Dangerfield remarked that the Rec Center covers about 45 percent of its expenses through membership fees.
The very next week, Dangerfield adds an item to the Council's agenda for tonight, May 22, that will increase rents paid by non-profit groups at the City's Mesquite Campus by two cents a square foot plus an additional $10 a month for a "Campus maintenance fee." The CAM increase is on top of the $25 the groups already pay every month. The square footage rental increase puts that fee at 34 cents a square foot.
See Mesquite Citizen Journal story Council to Consider Campus Fee Increase, Econ Dev Proposals
This is the same guy that defends his pricing scheme for out-of-town sports teams that finds you, the taxpayer, subsidizing the operating and maintenance costs of all the soccer fields and ball fields to the tune of thousands of dollars a year.
This is the same guy that defends spending $79,000 a year for "sports marketing" that includes $40,000 a year of your tax dollars for the Long Drivers of America annual golf tournament.
This is the same guy that loves spending your money to bring in tourists for a weekend, hoping they'll spend a few dollars around town and increase the City's tax intake.
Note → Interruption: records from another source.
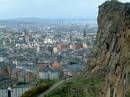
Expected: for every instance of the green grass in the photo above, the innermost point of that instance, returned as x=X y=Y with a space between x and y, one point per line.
x=42 y=85
x=78 y=87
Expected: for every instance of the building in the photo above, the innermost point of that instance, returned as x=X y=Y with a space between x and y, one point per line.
x=49 y=73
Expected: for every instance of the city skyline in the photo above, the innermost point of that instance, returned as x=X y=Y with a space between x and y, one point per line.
x=56 y=9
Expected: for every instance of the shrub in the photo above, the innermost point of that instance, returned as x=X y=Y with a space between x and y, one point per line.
x=36 y=90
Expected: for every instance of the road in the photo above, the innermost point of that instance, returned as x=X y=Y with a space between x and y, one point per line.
x=51 y=88
x=17 y=92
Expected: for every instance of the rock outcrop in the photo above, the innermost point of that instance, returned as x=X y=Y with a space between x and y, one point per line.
x=110 y=59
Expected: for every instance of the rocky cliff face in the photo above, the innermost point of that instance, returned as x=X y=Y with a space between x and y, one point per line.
x=110 y=59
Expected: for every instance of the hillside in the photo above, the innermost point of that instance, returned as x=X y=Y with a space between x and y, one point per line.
x=110 y=59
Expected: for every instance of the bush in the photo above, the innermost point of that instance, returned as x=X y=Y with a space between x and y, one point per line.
x=36 y=90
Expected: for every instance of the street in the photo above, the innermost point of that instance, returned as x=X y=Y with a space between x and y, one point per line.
x=17 y=92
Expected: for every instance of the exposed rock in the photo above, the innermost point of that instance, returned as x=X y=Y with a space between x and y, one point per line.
x=111 y=56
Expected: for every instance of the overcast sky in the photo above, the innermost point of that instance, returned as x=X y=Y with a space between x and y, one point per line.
x=49 y=8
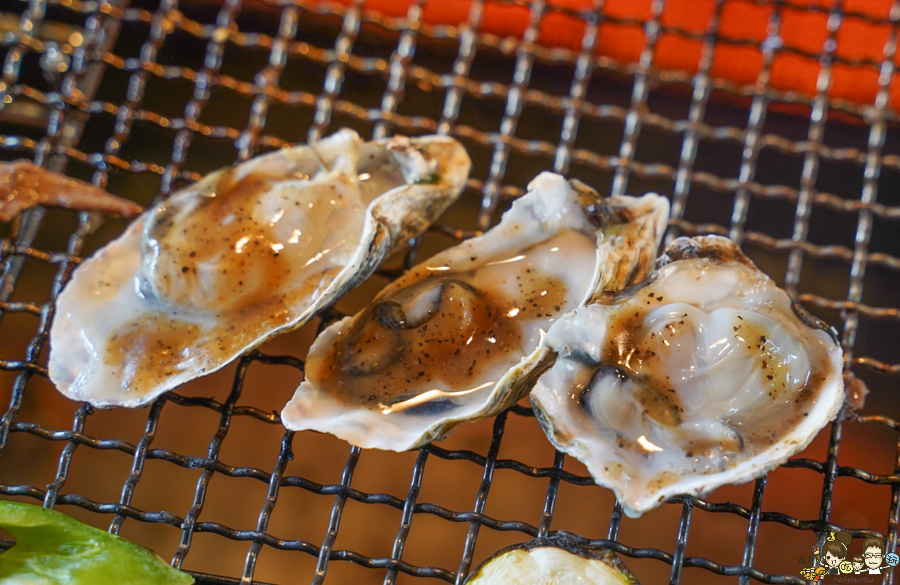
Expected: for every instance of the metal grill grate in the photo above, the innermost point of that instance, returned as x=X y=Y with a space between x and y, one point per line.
x=157 y=94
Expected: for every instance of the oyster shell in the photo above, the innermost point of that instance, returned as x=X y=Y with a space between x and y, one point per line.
x=245 y=253
x=552 y=560
x=704 y=374
x=457 y=338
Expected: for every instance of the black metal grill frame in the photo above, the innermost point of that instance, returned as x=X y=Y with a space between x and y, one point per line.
x=72 y=105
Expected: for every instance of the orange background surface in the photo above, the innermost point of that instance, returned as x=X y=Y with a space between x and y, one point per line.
x=743 y=24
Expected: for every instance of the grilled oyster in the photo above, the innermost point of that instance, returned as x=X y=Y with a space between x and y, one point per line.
x=704 y=374
x=240 y=256
x=552 y=560
x=457 y=337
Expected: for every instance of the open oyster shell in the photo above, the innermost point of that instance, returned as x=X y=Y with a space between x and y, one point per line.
x=704 y=374
x=457 y=338
x=556 y=559
x=244 y=254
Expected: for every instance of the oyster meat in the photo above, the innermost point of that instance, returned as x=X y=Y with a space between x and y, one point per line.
x=243 y=254
x=556 y=559
x=704 y=374
x=457 y=338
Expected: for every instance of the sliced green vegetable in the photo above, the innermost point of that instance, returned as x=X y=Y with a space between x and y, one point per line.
x=53 y=549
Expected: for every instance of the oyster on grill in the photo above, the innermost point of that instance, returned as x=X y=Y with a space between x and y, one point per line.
x=457 y=337
x=556 y=559
x=704 y=374
x=245 y=253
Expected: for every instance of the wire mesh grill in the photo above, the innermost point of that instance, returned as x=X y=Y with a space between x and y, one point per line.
x=154 y=94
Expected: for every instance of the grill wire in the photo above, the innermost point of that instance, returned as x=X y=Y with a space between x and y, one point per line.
x=69 y=106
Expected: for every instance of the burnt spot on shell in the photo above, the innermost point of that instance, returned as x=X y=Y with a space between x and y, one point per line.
x=716 y=248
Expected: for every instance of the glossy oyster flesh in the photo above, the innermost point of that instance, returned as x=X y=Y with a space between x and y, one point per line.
x=457 y=338
x=552 y=560
x=243 y=254
x=705 y=374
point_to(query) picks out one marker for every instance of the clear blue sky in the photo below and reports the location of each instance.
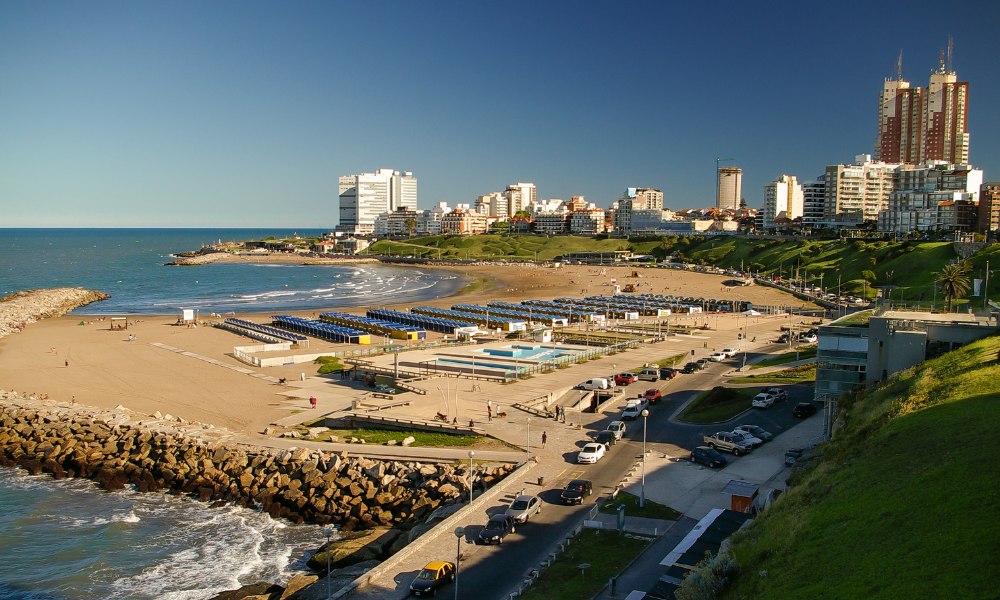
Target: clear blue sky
(244, 113)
This is the same guy that added $100,000 to your budget for repair of the astroturf at the Mesquite Sports and Events Complex that is reserved for sports teams from out of town. (Remember, the average citizen in Mesquite is not allowed to use the MSEC.)
See Mesquite Citizen Journal story Sports Complex RFP, Four New Ambulances Part of Budget Talks
But, giving those people a break who live here day in and day out and spend their money in the City more than just a day or two?
Not so much.
Councilman George Rapson comments that we already subsidize the non-profit groups who use the Mesquite Campus with "reduced" rents; we just don't show it in black and white in the appropriate budget line items.
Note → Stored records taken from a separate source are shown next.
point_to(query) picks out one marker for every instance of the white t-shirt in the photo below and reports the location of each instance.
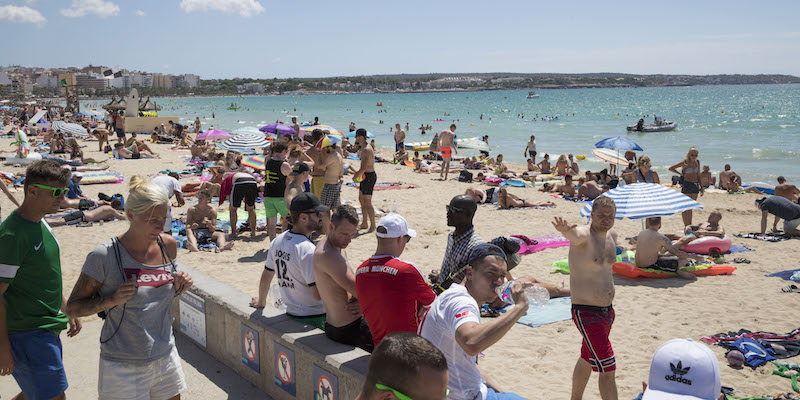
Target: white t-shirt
(291, 256)
(169, 185)
(453, 308)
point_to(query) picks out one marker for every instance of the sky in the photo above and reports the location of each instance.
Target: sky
(305, 38)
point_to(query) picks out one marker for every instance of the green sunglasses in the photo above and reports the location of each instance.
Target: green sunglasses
(57, 192)
(398, 394)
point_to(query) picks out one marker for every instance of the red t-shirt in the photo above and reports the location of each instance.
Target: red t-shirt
(391, 292)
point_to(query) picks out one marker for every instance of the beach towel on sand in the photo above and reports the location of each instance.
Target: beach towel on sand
(785, 275)
(783, 346)
(532, 245)
(559, 309)
(766, 237)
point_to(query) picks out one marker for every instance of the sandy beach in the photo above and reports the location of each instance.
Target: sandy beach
(533, 362)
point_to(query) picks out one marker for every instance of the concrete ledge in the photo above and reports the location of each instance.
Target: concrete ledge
(340, 367)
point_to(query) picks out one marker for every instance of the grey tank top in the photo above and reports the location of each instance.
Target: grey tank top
(141, 330)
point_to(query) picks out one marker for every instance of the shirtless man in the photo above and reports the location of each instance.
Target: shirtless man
(544, 165)
(336, 282)
(122, 152)
(725, 176)
(296, 186)
(567, 189)
(706, 178)
(367, 172)
(708, 228)
(592, 251)
(399, 138)
(201, 224)
(787, 191)
(447, 147)
(649, 246)
(589, 189)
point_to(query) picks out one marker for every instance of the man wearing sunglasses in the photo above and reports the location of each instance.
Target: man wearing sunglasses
(453, 323)
(392, 292)
(291, 257)
(31, 316)
(405, 366)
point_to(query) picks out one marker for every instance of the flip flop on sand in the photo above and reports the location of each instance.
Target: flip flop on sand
(790, 289)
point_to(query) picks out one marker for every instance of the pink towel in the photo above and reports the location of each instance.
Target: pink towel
(528, 245)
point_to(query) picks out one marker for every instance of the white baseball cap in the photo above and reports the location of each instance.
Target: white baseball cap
(395, 226)
(683, 369)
But we also don't show the exact amounts we spend subsidizing all the out-of-town sportsters on the budget line items. For instance, the soccer organizations that played
tournaments here in January and February paid the City $2,500 (per tournament) for the use of our fields.
Dangerfield reported that it costs us between $4,300 and $4,700 to operate those fields per tournament. Where's that subsidization in the budget.
Where's the line item in the budget that fully shows how much we subsidize the Rec Center users? According to City documents, the Rec Center runs about $270,000 a year to operate just in facility costs. That doesn't include personnel expenditures.
Dangerfield's fee increases for those non-profit groups who do so much to help themselves are on top of this year's Council action to yank all the funding for the non-profits groups except for one - the Mesquite Senior Games. Yep, you guessed it. Many of the participants in those Games are from out of town.
I understand the desire to subsidize all these out-of-towners coming in for sporting events in the hopes it will increase business in the local area. By how much is still a good question that no one has clearly answered.
But c'mon guys. What are you telling us who live here and spend our money in town more than just a day here and there?
A friend commented to me over the weekend that I had "certainly changed my tune" from last year's budget hearings about the City providing funding for non-profit groups in the Arts Community.
While I didn't argue last year against the City giving $10,000 in financial support to the Greater Mesquite Arts Foundation, who in turn supported other art groups, I wasn't all that keen about it either.
That was before I spent the last year attending so many different events and activities sponsored by the Arts community. That's before I learned just how much time and effort these people spend improving our community with all of their donated time and support. That's before I found out how much return the City gets in sales tax from the Arts Community. That's before I witnessed first hand just what the Arts community is all about.
These people, our people, simply don't deserve the double whammy the City is putting on them this year.
In this year's budget process, the Mesquite Toes Tap team simply asked for a reprieve from paying their monthly rent during the summer when they are in hiatus and have no income stream. That request totaled a measly $1,825. They were turned down because of what the City Council admitted is a flawed application process.
That application process isn't the only thing flawed in this whole discussion.
So is Dangerfield's thinking about who deserves what when it comes to spending our money.